I didn't use any cycle count comparisons, but I used a standard digital output connected to a logic analyzer. I would set the output at the beginning of the function and then reset it. The function runs in a massive loop, so the output set/reset timing is negligable. The only difference between the code is how I do the set/reset of the digital line.
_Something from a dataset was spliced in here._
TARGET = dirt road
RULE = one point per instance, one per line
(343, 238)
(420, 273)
Here is the fp code that was run on each processor:
In the main funct:
pio_data |= set_mask[2];
IOWR_ALTERA_AVALON_PIO_DATA (USER_PIO_BASE, pio_data);
fsum = TestFloatMult();
pio_data &= reset_mask[2];
IOWR_ALTERA_AVALON_PIO_DATA (USER_PIO_BASE, pio_data);
Fmult benchmark funct (simple mult/accum):
float TestFloatMult(void)
{
register float *ptr1, *ptr2, sum;
int i;
sum = 0;
ptr1 = &gFloatArray1[0]; // gFloatArray1 is a randomly generated float array
ptr2 = &gFloatArray2[0]; // gFloatArray2 is a randomly generated float array
for(i=0; i < ARRAY_SIZE; i++) // ARRAY_SIZE = 1000
{
sum += *ptr1++ * *ptr2++;
}
return sum;
}
What I found is that the ARM executed it in 940uS and the NIOS in 7.0mS. I went to great lengths (mix mode) to make sure that the ARM did not optimize the crap out of the loop. Everything looked normal.
Rick